Chalkboard: I will not "let the dogs out"
Couch: Repeat of the couch gag from "Ain't Misbehavin'" where the Simpsons sit on the couch and the wall spins around, revealing a Vincent Price-esque mad scientist cackling as he holds Ned Flanders prisoner.
Wiggum: My wife and I like watching that Oz show on HBO. Uh, is … is prison really like that?
Jack: Wouldn't know. We only get basic cable.
Wiggum: Ouch. I also like that Sex in the City. None of those girls looks like my wife. (laughs)
Jack: Sports Center's not bad.
Wiggum: Yeah, I never got that show.
Jack: What's to get? They just tell the scores.
Wiggum: Yeah, I suppose, yeah. Hey, ya meet any Mob guys? Are they really like the Sopranos?
Jack: I told you, we just get basic cable.
Wiggum: Oh right, right, right. Listen, if I'm getting too chatty, just, uh, just tell me to shut up.
Jack: Ah, I'm enjoying it. Hey, you ever watch them strongman contests? They're pretty good. Those guys look strong. Other guys in prison say they're gay, but I don't know; they look strong to me.
(Homer visits a chiropractor for the first time as he sits on the doctors' table.)
Dr. Steve: Hello, Homer. I am Dr. Steve. Please lie down.
(He begins feeling Homer's back for the problem, and Homer falls asleep.)
Dr. Steve: Wake up, Homer!
Homer: Huh? Less yakking, more cracking!
Dr. Steve: Now Homer, we don't actually "crack" backs; it's merely an adjustment. OK, you're going to hear a loud cracking sound. (cracks Homer's back) There we go.

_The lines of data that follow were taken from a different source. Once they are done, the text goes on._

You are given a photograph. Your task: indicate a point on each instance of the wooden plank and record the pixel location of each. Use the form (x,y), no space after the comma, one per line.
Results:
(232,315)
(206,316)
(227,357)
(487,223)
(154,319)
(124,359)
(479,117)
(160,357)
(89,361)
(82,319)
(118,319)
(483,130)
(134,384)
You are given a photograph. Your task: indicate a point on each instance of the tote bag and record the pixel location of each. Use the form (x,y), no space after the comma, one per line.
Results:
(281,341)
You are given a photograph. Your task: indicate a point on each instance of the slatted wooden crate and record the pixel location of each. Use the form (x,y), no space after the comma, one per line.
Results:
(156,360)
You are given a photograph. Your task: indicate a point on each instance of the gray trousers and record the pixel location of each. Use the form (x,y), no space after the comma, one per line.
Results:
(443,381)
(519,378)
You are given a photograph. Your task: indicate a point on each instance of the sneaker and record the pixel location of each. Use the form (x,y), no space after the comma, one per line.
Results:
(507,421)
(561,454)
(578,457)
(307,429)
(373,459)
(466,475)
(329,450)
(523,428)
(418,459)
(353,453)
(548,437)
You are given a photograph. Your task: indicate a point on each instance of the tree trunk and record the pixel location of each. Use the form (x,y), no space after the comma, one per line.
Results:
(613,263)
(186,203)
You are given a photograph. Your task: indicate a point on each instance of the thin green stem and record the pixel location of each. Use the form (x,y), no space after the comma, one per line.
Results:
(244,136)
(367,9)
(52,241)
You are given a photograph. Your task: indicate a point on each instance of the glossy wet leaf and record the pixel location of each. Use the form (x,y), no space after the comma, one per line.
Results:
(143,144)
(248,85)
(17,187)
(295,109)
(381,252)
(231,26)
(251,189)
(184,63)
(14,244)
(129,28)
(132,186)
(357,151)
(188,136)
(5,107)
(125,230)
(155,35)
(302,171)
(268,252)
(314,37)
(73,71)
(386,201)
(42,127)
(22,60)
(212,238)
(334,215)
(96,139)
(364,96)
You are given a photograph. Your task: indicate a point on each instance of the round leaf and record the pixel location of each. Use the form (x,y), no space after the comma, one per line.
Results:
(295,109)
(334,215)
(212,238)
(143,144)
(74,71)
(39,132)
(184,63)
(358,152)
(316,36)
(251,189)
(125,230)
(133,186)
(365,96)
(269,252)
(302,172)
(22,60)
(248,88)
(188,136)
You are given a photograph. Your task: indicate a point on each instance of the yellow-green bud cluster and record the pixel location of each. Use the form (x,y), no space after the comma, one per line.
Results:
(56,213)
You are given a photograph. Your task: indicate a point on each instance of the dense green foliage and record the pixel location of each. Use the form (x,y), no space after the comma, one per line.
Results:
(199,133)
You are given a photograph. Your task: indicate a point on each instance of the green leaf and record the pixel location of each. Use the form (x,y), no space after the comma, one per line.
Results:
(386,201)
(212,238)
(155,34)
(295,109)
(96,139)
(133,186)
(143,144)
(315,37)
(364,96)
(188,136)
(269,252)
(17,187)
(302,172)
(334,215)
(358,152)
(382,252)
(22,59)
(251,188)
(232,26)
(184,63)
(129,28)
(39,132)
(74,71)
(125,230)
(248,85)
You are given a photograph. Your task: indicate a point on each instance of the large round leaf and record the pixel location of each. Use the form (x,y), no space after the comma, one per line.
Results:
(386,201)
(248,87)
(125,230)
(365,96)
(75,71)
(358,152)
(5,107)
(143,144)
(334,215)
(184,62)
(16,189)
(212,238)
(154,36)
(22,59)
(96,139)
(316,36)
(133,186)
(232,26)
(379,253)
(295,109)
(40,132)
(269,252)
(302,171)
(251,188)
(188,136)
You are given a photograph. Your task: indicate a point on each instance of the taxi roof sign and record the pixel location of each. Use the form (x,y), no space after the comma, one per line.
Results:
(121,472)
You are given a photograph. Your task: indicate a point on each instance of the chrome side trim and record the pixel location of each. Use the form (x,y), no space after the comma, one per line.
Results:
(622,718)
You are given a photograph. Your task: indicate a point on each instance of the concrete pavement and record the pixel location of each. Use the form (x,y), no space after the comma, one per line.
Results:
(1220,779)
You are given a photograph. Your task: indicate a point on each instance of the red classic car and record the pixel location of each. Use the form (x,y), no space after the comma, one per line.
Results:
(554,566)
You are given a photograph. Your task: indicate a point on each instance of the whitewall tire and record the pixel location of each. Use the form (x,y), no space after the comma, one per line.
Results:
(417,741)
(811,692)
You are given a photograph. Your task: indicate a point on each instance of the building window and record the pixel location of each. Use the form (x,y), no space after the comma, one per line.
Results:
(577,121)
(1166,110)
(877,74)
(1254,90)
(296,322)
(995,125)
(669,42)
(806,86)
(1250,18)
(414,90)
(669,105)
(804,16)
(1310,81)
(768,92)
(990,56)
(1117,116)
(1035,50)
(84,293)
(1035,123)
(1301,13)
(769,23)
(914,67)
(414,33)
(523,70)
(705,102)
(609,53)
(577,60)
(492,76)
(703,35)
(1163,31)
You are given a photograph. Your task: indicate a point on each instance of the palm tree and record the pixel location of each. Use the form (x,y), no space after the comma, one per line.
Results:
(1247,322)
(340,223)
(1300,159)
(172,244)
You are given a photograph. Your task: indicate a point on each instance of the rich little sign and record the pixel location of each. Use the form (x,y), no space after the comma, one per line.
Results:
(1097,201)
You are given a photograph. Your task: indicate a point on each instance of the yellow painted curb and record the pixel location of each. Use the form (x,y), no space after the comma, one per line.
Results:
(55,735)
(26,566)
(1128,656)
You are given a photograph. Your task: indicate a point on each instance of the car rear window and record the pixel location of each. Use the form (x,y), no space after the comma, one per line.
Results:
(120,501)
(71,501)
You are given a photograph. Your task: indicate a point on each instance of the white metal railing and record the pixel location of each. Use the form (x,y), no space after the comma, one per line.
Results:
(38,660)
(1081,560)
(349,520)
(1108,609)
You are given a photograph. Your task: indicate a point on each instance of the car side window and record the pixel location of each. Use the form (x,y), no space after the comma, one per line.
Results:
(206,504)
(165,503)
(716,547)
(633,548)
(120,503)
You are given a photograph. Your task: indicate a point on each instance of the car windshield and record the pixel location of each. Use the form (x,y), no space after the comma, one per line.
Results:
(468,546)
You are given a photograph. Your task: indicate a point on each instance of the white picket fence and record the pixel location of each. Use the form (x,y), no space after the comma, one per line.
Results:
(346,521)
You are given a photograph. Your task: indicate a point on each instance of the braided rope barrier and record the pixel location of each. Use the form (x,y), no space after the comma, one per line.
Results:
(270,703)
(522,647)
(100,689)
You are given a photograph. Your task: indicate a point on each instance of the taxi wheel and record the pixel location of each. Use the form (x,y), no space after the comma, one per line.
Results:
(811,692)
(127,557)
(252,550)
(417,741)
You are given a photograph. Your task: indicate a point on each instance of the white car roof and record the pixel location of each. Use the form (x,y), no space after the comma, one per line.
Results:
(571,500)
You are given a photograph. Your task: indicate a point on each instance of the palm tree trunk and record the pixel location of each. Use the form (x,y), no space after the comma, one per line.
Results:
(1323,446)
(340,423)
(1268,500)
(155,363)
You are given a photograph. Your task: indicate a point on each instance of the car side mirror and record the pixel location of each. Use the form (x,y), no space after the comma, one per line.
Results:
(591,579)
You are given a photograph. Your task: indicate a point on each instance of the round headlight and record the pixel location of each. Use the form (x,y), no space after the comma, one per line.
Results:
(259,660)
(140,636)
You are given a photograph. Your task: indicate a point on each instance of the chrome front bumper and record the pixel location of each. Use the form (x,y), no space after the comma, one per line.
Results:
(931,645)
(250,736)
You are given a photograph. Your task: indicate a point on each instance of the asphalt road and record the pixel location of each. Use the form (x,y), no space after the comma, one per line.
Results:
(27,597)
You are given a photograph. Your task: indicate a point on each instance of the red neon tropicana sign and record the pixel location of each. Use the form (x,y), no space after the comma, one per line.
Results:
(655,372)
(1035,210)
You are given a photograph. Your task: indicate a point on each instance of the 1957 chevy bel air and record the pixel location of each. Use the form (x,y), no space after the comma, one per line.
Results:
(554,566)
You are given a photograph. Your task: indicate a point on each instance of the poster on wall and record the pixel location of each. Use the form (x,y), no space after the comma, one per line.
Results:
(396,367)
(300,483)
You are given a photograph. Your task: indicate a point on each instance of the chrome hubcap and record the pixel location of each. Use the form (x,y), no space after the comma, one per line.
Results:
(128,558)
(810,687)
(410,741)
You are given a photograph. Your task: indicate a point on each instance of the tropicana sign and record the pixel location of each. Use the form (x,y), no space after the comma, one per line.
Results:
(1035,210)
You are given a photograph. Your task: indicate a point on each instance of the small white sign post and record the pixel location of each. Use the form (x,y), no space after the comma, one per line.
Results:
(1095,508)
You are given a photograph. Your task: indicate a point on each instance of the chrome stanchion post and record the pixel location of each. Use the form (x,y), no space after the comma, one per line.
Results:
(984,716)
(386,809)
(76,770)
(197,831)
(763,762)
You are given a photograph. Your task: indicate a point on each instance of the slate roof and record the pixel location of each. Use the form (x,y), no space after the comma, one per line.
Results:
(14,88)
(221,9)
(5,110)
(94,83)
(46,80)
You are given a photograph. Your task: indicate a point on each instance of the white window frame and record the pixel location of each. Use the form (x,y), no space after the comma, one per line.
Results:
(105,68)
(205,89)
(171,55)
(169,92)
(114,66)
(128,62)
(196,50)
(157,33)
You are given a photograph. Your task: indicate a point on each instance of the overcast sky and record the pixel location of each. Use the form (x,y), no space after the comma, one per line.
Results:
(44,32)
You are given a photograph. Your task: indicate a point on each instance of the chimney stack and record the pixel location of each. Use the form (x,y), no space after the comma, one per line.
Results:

Homer: Hey! It feels a little better!
Dr. Steve: Mm-hmm, I thought it might. Now, I need to see you three times a week, for, uh… (checks his clipboard) …many years.
Marge: I read in the "Daily Fourth Gradian" that you need someone to paint a mural.
Skinner: Yeah …school spirit is down 3.4 percent
Marge: Well, Jack here will do great work for you.
Skinner: Oh, any references?
Jack: Well, to be honest with you, I spent the last six years in Waterville State.
Marge: It's a small liberal arts college. Very law-abiding. No convicts at all.
Skinner: Well, the only other one to apply was Moe Szyslak and his stuff scares the hell out of me. (shows them a drawing Moe did) Ugh! How can anyone consider that making love?
Marge: Well, I studied art, and this guy's got a real gift.
Warden: You kidding? Look (shows another painting) he painted a unicorn in outer space. I'm asking you: What's it breathing?
Warden: Ain't no air in space.
Homer: There's an air-in-space museum.